Summary: The term ‘effective altuist’ invites confusion between ‘the right thing to do’ and ‘the thing that most efficiently promotes welfare.’ I think this creeping utilitarianism is a bad thing, and should at least be made explicit. This is not to accuse anyone of deliberate deception.
Over the last year or so, the term ‘Effective Altruist’ has come into use. I self-identified as one on the LW survey, so I speak as a friend. However, I think there is a very big danger with the terminology.
The term ‘Effective Altruist’ was born out of the need for a label for those people who were willing to dedicate their lives to making the world a better place in rational ways, even if that meant doing counter-intuitive things, like working as an Alaskan truck driver. The previous term, ‘really super awesome hardcore people’, was indeed a little inelegant.
However, ‘Effective Altruist’ has a major problem: it refers to altruism, not ethics. Altruism may be a part of ethics (though the etymology of the term gives some concern), but it is not all there is to ethics. Value is complex. Helping people is good, but so is truth, and justice, and freedom, and beauty, and loyalty, and fairness, and honor, and fraternity, and tradition, and many other things.

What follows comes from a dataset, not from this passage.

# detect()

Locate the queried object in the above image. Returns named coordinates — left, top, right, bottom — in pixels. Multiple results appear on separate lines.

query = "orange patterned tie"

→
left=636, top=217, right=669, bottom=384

A charity that very efficiently promoted beauty and justice, but only inefficiently produced happiness, would probably not be considered an EA organization. A while ago I suggested to [one of the leaders of the Center for Effective Altruism] the creation of a charity to promote promise-keeping. I didn’t claim such a charity would be an optimal way of promoting happiness, and to them, this was sufficient to show 1) that it was not EA—and hence 2) inferior to EA things.

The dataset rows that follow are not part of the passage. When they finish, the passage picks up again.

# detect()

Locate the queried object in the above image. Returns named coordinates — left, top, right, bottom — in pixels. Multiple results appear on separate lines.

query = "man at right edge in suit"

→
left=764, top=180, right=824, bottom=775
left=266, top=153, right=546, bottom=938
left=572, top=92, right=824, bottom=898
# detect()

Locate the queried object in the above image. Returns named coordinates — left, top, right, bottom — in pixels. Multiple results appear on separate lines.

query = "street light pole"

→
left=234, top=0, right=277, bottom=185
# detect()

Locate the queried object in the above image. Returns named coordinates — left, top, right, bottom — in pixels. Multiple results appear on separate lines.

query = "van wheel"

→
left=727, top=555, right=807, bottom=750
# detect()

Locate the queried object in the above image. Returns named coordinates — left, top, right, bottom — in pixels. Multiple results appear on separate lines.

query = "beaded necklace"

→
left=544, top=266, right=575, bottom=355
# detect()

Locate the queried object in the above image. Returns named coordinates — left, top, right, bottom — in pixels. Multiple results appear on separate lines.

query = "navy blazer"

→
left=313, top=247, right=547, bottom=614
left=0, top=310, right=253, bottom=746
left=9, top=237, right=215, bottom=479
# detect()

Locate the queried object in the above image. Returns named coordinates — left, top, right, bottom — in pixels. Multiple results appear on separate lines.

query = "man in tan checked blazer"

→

Such thinking involves either a equivocation or a concealed premise. If ‘EA’ is interpreted literally, so ‘the primary/driving goal is to help others’, then something not being EA is insufficient for it to not be the best thing you could do—there is more to ethics and the good, than altruism and promoting welfare. Failure to promote one dimension of the good doesn’t mean you’re not the optimal way of promoting their sum. On the other hand, if ‘EA’ is interpreted broadly, as being concerned with ‘happiness, health, justice, fairness and/or other values’, then merely failing to promote welfare/happiness does not mean a cause is not EA. Much EA discussion, like on the popular facebook group, equivocates between these two meanings.*
...Unless one thought that helping people was all their was to ethics, in which case this is not equivocation. As virtually all of CEA’s leaders are utilitarians, it is plausible that is was the concealed premise in their argument. In this case, there is no equivocation, but a different logical fallacy, that of an omitted premise, has been committed. And we should be just as wary as in the case of equivocation.
Unfortunately, utilitarianism is false, or at least not obviously true. Something can be the morally best thing to do, while not being EA. Just because some utilitarians have popularized a term which cleverly equivocates between “promotes welfare” and “is the best thing” does not mean we should be taken in. Every fashionable ideology likes to blurr the lines between its goals and its methods (is Socialism about helping the working man or about state ownership of industry? is libertarianism about freedom or low taxes?) in order to make people who agree with the goals forget that there might be other means of achieving them.
There are two options: recognize ‘EA’ as referring to only a subset of morality, or recognize as ‘EA’ actions and organizations that are ethical through ways other than producing welfare/happiness.
* Yes, one might say that promoting X’s honor thereby helped X, and thus there was no distinction. However, I think people who make this argument in theory are unlikely to observe it in practice—I doubt that there will be an EA organisation dedicated to pure retribution, even if it was both extremely cheap to promote and a part of ethics.